I wrote it when I realised (some years after Morag had died) that there was no need for this piece of furniture to stay in my life. I sat down with my notebook aiming to write a letter to the sideboard (yes, I love all such self-therapy) and ended up with a poem instead. The early drafts were pure invective, but later versions calmed down somewhat, and it’s become a meditation on my relationship to the stuff I inherited – and the shared history bound up in said stuff.

Utility piece

It’s time to rehome you,
Hippopotamus,
squat in the corner
scuffed veneer
the colour of the eighty a day
you absorbed for decades.

I never liked you.
I can say that now.
You came when I married
the youngest daughter.

No-one else had room for you
so we took you home,
fed you a terrible diet —
crammed you with board games
a tangle of connectors, adapters, chargers.

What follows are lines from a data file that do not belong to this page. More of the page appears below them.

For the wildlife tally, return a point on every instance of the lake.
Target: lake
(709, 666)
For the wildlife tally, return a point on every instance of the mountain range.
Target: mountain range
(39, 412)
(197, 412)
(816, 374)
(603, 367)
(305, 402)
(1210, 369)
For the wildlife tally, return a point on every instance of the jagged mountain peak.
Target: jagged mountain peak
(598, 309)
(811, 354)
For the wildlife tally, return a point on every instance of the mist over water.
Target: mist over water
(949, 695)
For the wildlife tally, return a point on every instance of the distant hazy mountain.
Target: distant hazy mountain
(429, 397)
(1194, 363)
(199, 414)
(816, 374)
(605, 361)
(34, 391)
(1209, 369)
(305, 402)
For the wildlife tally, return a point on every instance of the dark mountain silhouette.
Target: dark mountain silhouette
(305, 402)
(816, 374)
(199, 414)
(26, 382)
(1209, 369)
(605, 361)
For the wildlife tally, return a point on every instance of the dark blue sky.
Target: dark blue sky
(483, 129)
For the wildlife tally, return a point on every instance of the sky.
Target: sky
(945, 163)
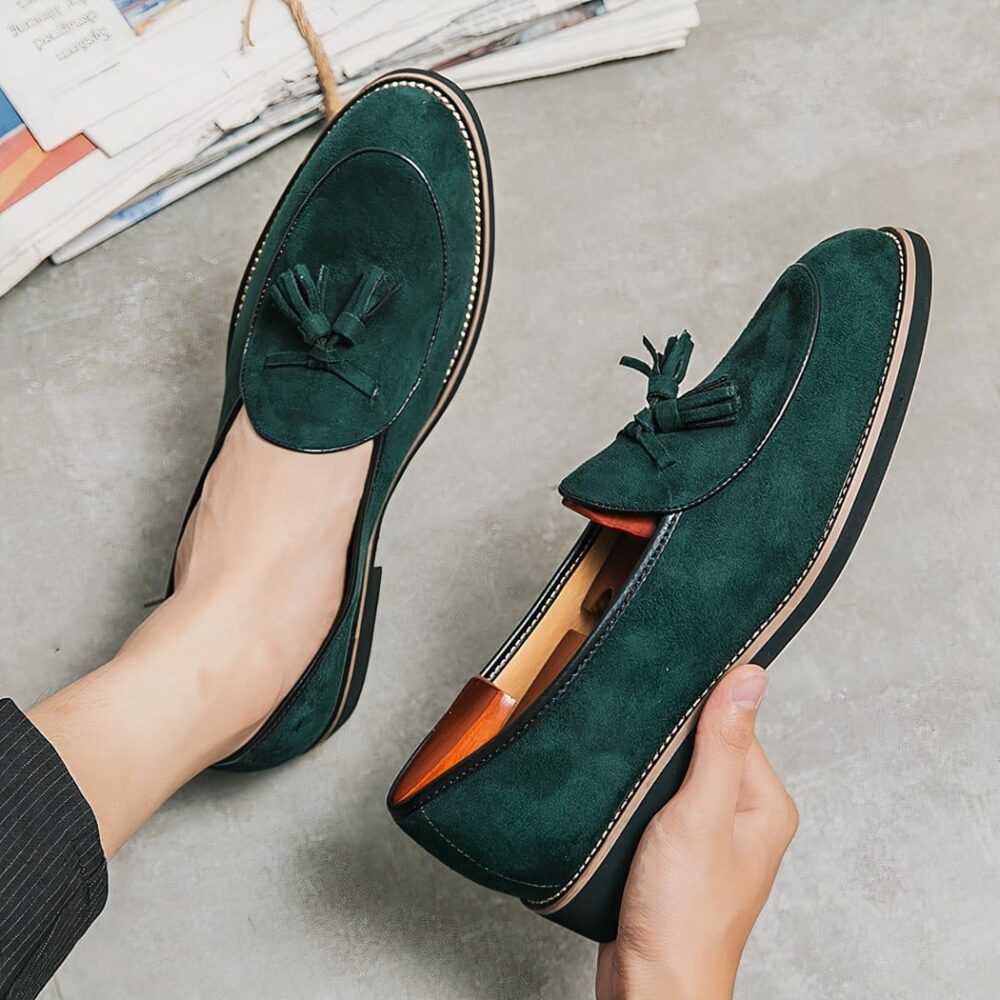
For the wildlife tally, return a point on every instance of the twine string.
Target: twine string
(324, 71)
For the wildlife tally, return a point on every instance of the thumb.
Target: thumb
(725, 735)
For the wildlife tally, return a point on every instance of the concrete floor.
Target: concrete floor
(636, 198)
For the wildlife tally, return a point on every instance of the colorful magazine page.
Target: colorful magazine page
(24, 165)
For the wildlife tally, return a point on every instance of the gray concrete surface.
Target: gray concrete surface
(632, 199)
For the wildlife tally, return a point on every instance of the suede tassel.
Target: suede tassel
(307, 302)
(712, 404)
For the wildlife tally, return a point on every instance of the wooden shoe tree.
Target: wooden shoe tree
(485, 706)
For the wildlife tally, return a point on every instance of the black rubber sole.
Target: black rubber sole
(366, 633)
(593, 912)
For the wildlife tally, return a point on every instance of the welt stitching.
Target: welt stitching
(478, 863)
(829, 527)
(626, 598)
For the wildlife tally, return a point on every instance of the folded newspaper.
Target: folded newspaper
(112, 109)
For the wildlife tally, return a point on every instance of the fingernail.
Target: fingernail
(748, 690)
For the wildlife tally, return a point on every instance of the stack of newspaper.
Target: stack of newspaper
(111, 109)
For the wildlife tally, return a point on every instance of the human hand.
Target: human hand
(706, 862)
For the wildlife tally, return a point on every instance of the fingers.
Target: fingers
(723, 742)
(764, 801)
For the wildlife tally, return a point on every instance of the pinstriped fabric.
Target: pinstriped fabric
(53, 877)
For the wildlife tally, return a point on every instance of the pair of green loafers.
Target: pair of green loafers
(718, 518)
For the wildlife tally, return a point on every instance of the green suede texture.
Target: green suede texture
(525, 819)
(390, 185)
(762, 364)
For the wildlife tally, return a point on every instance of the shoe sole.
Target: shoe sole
(590, 902)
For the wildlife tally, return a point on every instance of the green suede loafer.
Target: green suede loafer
(356, 320)
(719, 519)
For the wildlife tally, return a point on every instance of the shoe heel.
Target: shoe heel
(363, 648)
(593, 909)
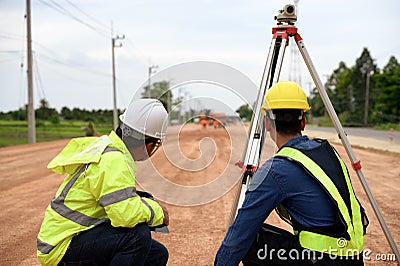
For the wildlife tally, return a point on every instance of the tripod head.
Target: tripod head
(287, 16)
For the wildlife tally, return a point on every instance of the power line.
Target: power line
(54, 5)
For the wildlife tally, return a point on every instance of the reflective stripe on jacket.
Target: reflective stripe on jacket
(100, 187)
(352, 219)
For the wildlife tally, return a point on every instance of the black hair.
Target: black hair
(287, 121)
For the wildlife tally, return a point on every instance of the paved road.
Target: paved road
(360, 132)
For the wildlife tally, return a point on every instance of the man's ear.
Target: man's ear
(303, 123)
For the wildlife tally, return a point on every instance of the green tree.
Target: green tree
(387, 106)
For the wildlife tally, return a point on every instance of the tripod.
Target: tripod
(281, 33)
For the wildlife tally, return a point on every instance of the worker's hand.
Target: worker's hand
(166, 215)
(239, 164)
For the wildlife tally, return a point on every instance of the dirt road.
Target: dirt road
(26, 188)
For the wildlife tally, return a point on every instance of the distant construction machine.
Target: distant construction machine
(212, 119)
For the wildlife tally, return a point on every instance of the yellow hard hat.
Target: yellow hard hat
(285, 95)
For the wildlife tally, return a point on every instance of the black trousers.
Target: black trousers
(275, 246)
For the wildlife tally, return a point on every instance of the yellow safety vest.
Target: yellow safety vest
(353, 221)
(100, 187)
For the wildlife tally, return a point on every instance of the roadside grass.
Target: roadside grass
(16, 132)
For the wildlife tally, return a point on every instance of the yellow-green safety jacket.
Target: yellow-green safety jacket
(354, 221)
(100, 187)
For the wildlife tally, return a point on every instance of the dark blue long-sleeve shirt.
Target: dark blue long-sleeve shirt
(277, 181)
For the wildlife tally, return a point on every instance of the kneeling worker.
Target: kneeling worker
(309, 186)
(97, 216)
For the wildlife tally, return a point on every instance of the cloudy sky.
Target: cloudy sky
(72, 44)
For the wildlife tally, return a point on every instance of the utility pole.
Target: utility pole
(367, 93)
(30, 107)
(152, 70)
(113, 45)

You belch booze-reek when I open your doors.

And now I’m widowed.
I wonder why I tend you,
oxpecker-busy.
You were part of her childhood, not mine,
yet you’ve outstayed flat-pack and two sofas.

Oh Hippopotamus, handles chipped,
bulbous gnarly legs, too heavy to lift –
do you remember
after her funeral, in our home for the first time,
her brother said, outraged
How did YOU get that?

And I, the unhappy inheritor,
retold our story.

 

I enjoy reading Utility Piece at open mic and readings, and I’m delighted people respond so positively – it’s fun to find myself at the bar having chats about other legendary, sometimes resented items of furniture.

To absent friends

I’m looking forward to the To absent friends festival on 7 November, when I join other poets and storytellers taking part in the Marie Curie event Telling stories to keep memories alive. I’ll be reading some of my poems written in response to the death of my late partner (there’s a whole sequence in Wristwatch) and more importantly, I’ll be chatting to people about writing to celebrate and commemorate their dead.

To absent friends sets out to be a Scottish version of the Mexican Day of the Dead – I love this idea! As the website says, “People who have died remain a part of our lives – their stories are our stories…” Which is exactly what my poem Utility piece is trying to say.